HEAVY water users will be required by law to apply for a licence to take supplies from rivers and lakes under new rules agreed by Cabinet.
Industry, farmers, commercial premises and Irish Water will have to prove the amount of water they take will not damage a source or the natural habitat dependent on it.
They will also be subject to restrictions during periods of drought. The measures are needed to protect rivers and lakes which are increasingly coming under strain during dry spells and to ensure priority goes to drinking water.
They are also required to bring Ireland into compliance with EU law. The country is being prosecuted for breaching the Water Framework Directive for the past 22 years.
Details are in the yet-to-be-published Water Environment (Abstractions and Associated Impoundments) Bill 2022. The Department of Housing said the bill was approved by Cabinet at the end of July.
“The minister intends to introduce the Bill in the Oireachtas once the new Dáil session beings,” it said. The bill is the latest version of legislation promised by the last three governments.
Environmental groups criticised the last version – published in 2019 – for setting the volumes of water that would be subject to licence too high.
It was proposed that only abstraction of more than 2,000 cubic metres or two million litres a day would need to be licensed except where water sources were vulnerable, in which case it would apply over 250,000 litres.
Lower volumes would have to be registered with the Environmental Protection Agency (EPA) but would not be subject to the full rigours of the licensing system. Registration has been required for abstractions of more than 25,000 litres since 2018 in preparation for the promised laws but these regulations have lacked teeth.
Despite the criticisms of the 2019 proposals, it is understood the current bill sticks largely to the same thresholds.
The Department previously rejected calls for a tighter regime, arguing it would be too onerous on water users and the EPA which will administer the licensing scheme.
However, the minister has sought external legal advice on the likelihood of the proposed regime satisfying EU requirements.
Research several years ago showed 6pc of water sources were significantly affected by large-scale abstraction but that is likely to rise.

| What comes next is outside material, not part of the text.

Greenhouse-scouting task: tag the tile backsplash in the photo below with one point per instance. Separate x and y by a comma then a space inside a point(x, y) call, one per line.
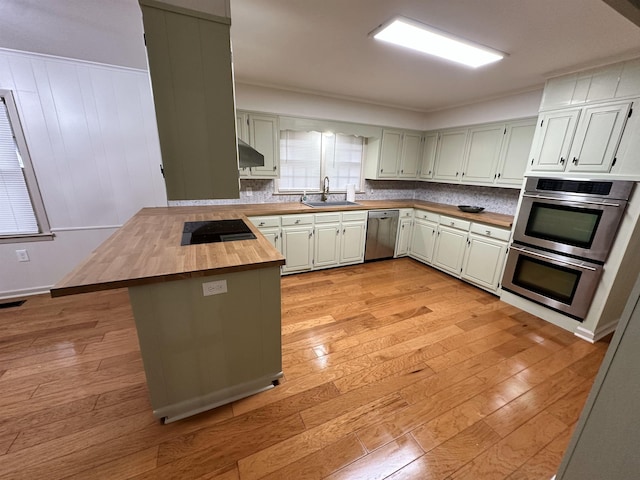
point(499, 200)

Irish Water yesterday added Clonakilty to its list of areas where night-time water restrictions are now necessary between 11pm and 7am.
Tipperary has also been added to its list of areas where drinking water supplies are at risk because of falling water levels as the current warm, dry spell intensifies.
Eleven schemes, including those supplying Clonmel, Carrick-on-Suir and Fethard are under particular pressure.
A fresh plea was also issued to customers in many parts of Wexford to conserve water as levels there continue to drop.
Irish Water said demand rose 7.5pc in the county last week and with a heatwave forecast for the rest of this week, the situation is expected to become more challenging.
Special measures have been put in place now in 15 areas, mainly in the midlands and south, to ensure taps keep flowing and around another 60 areas are on a watch list over concerns they will not be able to keep up with demand.
Water restrictions could be needed in the weeks ahead as little rain is forecast.
Met Éireann has issued a yellow status warning for Leinster and Munster from tomorrow to Sunday, forecasting temperatures generally of 27C to 29C with night time heat not dipping below 15C.